林景曜欲言又止,心情忽然变得很怪,对林煜此时无限放低的态度更是极不适应。但他同时也心知肚明,自己根本没有解决问题的能力,毕竟虞望宵对他没有半分兴趣,他的情绪和想法都毫无意义。
他只能怔怔拉着林煜的衣服下摆,随后试探着牵住了这双熟悉的手,就像他们朝夕相处的这二十年一样,试图给出一点点微不足道的安慰。

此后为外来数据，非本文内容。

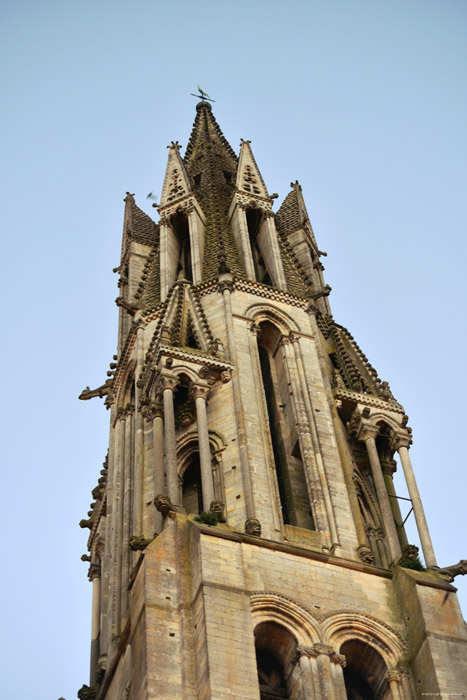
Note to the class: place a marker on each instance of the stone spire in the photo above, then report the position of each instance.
(212, 165)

林煜发现自己有些想甩开他的手,却又舍不得这样做,颤抖的手指最终还是交缠在了一起,沉默而无力。
当然,今天负责扮演反派的并不是虞望宵,虞望宵还在忙着给某个吃撑之后快要睡过去的人揉肚子。
因此他只是有些无奈地笑笑,语调柔和,仿佛天生就带着安抚人心的平静感:“后续事宜,我会让何琛来负责联系。在家里只谈家事就好,林煜,你是将夜的大哥,不必这么客气。”
信他才有鬼……林煜闷闷点头,发现自己的心理活动多得快要呼吸困难,像有两个小人在脑子里打架,疯狂为了情感与理智的差距而厮杀。
他不想靠近那滩血污,更不想靠近这两个疯子般若无其事的恐怖存在,牵着林景曜退回沙发附近。兄弟俩商量了一下,开始用湿毛巾给邱珍擦拭手上和脸上的血迹。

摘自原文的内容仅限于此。